The mission? Helping homeless
Some 90 volunteers spend Christmas Day providing holiday meals at River of Life
Dozens of people spent their Christmas Day helping others eat a hot meal at the River of Life Mission in Chinatown.
Mission staff and about 90 volunteers served nearly 300 meals to the hungry and homeless at the mission's cafeteria from 9:30 a.m. to 1:30 p.m., mission supervisors said.
To volunteer with or donate to the River of Life Mission, call 524-7656 Monday through Friday 9 a.m. to 9 p.m. and Saturday from 4 to 7:30 p.m.
For more than 20 years, the River of Life Mission, a nonprofit organization supported by donations, has been providing showers, meals, clothing and food boxes to poor or homeless people.
The mission serves about 14,000 meals a month, and has served 15,000 more meals this year than last year, said Shervelle Gardner, the mission's director of operations.

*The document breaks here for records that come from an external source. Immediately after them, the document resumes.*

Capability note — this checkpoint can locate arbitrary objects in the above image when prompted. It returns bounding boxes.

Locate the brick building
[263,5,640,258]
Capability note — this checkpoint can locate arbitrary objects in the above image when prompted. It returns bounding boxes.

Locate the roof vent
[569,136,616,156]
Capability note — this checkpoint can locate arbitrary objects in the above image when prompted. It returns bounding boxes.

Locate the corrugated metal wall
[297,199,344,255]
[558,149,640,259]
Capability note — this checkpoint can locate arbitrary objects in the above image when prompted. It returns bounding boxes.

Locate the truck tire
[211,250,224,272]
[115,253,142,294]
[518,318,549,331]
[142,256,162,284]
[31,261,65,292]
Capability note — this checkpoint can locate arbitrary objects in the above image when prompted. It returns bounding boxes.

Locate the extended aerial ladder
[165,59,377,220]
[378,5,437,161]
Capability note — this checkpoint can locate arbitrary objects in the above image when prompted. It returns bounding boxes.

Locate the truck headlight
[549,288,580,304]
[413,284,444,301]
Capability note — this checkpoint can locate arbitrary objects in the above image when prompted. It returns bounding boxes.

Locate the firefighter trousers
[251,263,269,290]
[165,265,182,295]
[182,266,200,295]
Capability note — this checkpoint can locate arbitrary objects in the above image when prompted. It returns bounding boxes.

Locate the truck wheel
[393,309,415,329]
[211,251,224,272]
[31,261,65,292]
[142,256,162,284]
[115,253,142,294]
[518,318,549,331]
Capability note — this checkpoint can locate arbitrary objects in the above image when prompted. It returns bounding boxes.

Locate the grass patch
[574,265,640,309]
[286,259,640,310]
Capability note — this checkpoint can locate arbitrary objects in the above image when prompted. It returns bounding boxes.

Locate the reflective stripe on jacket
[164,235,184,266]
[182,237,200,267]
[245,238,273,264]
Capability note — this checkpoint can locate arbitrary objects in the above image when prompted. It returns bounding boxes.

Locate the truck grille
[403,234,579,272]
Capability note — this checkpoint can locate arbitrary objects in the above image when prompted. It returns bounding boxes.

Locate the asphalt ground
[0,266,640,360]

Sometimes as many as 900 meals are served in one day at the mission, Gardner added. The mission was open only for lunch yesterday.
People lined up halfway down the block waiting to enter the mission, while volunteers in the cafeteria served ham, corn, baked beans, shrimp salad, potato salad, fruit and pies. Only about 50 diners can fit in the cafeteria at a time, Gardner said.
A guitarist provided music during the sit-down meal.
Most of those who received a meal were regulars, said shift manager Tracy Clay.
"These are all our friends," he said. "Some of these guys we've known for 10 to 14 years."
But some were new.
"The most important thing to do when you see a new face is to get to know their name. Nobody wants to be a 'hey you,'" he said.
After finishing his meal, Don Pfeifer said he was soaking up the Christmas spirit shown by the staff and volunteers, something he said he had lost sometime ago. For the remainder of the day, he would "enjoy what I got today."
"I think they outdid themselves this time," he said.
Pfeifer, who lives across the street from the mission and had been homeless for nearly five years, also pointed out a Christmas gift he received from the mission: a collared shirt with a fishing logo that reminded him of the days he spent fishing in Kaneohe.
"How could I have asked for anything more?" he said.
Volunteer Debbie Morgan, who moved here from Chicago three months ago, was fulfilling a personal goal by helping others.
"I've been wanting to do this for years," said Morgan, who started volunteering at the mission a few weeks ago. "I knew this is where I needed to be."
Morgan recalled helping a man at the shelter find a social organization that would help him get medication for his mental illness.
Moved to tears, she recalled how he hugged and thanked her afterward.
"'You might have saved my life,'" she recalled him saying. "That's why I'm here."